By: John Wallace, MD
IEPC has filed a request with the California Department of Insurance to examine what it alleges are unfair contracting practices by Anthem Blue Cross. Anthem has become increasingly aggressive over the past 2 years in attempts to further decrease it’s already sub standard metrics for reimbursement to ED physicians for ED services.
IEPC represents over 1,000 ED physicians and over 1.7 million ED visits per year in California. In an IEPC survey conducted in 2017, no IEPC ED group had a satisfactory in network contract agreement with Anthem. 50% of groups were out of network and the other 50% were in coerced agreements.
In a letter addressed to California insurance commissioner, David Jones, IEPC requested that Anthem be regulated and punished for such tactics.
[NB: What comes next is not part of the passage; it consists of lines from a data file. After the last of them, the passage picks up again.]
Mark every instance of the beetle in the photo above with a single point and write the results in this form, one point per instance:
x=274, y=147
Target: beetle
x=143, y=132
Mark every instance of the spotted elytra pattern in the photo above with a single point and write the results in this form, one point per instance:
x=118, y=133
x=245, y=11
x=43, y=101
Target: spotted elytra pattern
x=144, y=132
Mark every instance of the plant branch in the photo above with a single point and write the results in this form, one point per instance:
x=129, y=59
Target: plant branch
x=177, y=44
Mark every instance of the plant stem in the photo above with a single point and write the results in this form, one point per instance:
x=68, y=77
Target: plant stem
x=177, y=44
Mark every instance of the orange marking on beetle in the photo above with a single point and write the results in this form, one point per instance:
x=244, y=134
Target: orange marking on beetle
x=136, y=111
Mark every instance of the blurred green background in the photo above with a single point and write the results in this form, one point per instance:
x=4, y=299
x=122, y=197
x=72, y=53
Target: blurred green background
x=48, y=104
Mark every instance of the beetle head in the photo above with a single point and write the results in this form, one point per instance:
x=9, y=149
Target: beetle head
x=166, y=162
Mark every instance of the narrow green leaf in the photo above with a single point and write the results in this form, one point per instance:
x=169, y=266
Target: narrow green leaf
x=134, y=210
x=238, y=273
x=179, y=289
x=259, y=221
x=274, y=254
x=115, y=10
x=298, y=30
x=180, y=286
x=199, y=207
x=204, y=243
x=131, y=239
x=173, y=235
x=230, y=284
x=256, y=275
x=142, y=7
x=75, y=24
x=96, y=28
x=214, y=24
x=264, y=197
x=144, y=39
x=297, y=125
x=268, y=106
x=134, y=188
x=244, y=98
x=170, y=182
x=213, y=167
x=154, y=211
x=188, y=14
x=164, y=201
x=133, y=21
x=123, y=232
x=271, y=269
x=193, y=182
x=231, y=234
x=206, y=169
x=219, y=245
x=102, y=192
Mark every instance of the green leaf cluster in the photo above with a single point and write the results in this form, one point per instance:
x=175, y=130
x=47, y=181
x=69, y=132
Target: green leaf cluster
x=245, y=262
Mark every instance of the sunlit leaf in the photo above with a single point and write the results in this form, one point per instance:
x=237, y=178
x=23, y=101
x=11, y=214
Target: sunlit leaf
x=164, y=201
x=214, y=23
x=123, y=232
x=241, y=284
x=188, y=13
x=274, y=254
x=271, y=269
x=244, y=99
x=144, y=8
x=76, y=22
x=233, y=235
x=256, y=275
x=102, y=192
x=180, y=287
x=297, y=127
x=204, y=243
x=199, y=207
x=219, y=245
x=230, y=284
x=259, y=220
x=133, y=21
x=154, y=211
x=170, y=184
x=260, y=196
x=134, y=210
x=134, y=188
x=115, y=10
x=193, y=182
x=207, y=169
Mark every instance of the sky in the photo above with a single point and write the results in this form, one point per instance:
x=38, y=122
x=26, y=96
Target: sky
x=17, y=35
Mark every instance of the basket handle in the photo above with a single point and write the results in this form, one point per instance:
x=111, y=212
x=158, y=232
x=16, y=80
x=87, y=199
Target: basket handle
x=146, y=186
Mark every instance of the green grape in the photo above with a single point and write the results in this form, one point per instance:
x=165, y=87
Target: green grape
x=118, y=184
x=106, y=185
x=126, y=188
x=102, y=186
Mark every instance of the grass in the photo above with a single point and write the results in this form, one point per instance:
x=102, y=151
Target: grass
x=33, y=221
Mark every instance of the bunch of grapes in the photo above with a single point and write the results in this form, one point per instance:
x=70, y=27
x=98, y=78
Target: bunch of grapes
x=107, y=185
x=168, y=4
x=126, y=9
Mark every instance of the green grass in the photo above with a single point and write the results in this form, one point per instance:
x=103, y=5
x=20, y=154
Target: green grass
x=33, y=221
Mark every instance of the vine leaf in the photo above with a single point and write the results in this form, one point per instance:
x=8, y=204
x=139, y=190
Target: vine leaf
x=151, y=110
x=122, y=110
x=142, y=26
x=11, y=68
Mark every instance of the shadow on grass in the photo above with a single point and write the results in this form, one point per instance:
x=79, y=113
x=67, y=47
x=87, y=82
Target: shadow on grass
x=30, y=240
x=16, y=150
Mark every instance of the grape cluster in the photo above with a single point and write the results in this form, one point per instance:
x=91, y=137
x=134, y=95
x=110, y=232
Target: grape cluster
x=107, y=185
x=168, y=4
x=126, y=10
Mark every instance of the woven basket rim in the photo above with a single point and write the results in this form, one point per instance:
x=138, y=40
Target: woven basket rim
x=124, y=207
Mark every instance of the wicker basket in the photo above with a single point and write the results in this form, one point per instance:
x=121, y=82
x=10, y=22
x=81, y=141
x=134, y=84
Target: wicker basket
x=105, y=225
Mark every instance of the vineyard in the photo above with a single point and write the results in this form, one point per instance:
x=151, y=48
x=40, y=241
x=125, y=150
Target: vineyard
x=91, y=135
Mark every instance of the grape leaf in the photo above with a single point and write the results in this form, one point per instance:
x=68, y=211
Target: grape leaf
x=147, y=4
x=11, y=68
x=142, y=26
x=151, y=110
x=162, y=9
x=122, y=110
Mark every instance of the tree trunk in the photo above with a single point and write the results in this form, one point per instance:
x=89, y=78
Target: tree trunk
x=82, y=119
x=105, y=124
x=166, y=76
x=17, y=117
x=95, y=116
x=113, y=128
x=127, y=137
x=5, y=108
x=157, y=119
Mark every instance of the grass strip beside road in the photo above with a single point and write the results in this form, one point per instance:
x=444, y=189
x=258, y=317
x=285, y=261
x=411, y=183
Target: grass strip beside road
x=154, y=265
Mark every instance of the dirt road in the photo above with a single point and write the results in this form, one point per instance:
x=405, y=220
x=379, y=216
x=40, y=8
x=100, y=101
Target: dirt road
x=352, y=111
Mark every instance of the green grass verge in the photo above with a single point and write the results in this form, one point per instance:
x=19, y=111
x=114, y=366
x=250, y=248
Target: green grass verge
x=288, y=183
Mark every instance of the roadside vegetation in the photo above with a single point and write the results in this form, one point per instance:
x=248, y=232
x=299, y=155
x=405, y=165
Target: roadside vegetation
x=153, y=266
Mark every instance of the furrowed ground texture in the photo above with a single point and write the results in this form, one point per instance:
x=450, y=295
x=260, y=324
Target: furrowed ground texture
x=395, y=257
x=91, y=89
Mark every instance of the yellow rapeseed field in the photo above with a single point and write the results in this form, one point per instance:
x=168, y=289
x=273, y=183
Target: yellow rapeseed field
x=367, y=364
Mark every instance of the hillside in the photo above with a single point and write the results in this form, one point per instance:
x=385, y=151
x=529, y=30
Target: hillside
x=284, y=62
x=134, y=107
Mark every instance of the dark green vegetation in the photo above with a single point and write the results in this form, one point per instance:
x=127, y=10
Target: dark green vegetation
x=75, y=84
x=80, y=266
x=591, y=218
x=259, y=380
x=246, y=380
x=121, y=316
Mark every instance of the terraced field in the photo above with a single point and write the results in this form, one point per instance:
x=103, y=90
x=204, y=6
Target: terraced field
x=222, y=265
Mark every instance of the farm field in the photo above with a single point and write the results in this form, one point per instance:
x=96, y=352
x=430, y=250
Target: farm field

The letter details Anthem’s practices of:
1. violating Stark and anti-kick back Laws;
2. employing assigned benefit tactics calculated to deprive ED providers of reimbursement and coerce in network compliance with nonmarket value rates;
3. expanding high deductible plans which dangerously delay emergency care for patients and unjustly skew the “surprise medical bill” dialogue;
4. ignoring Prudent Layperson standard by reimbursing based on final diagnosis and not presenting complaint and;
5. By design failing to provide network adequacy for emergency services for its subscribers.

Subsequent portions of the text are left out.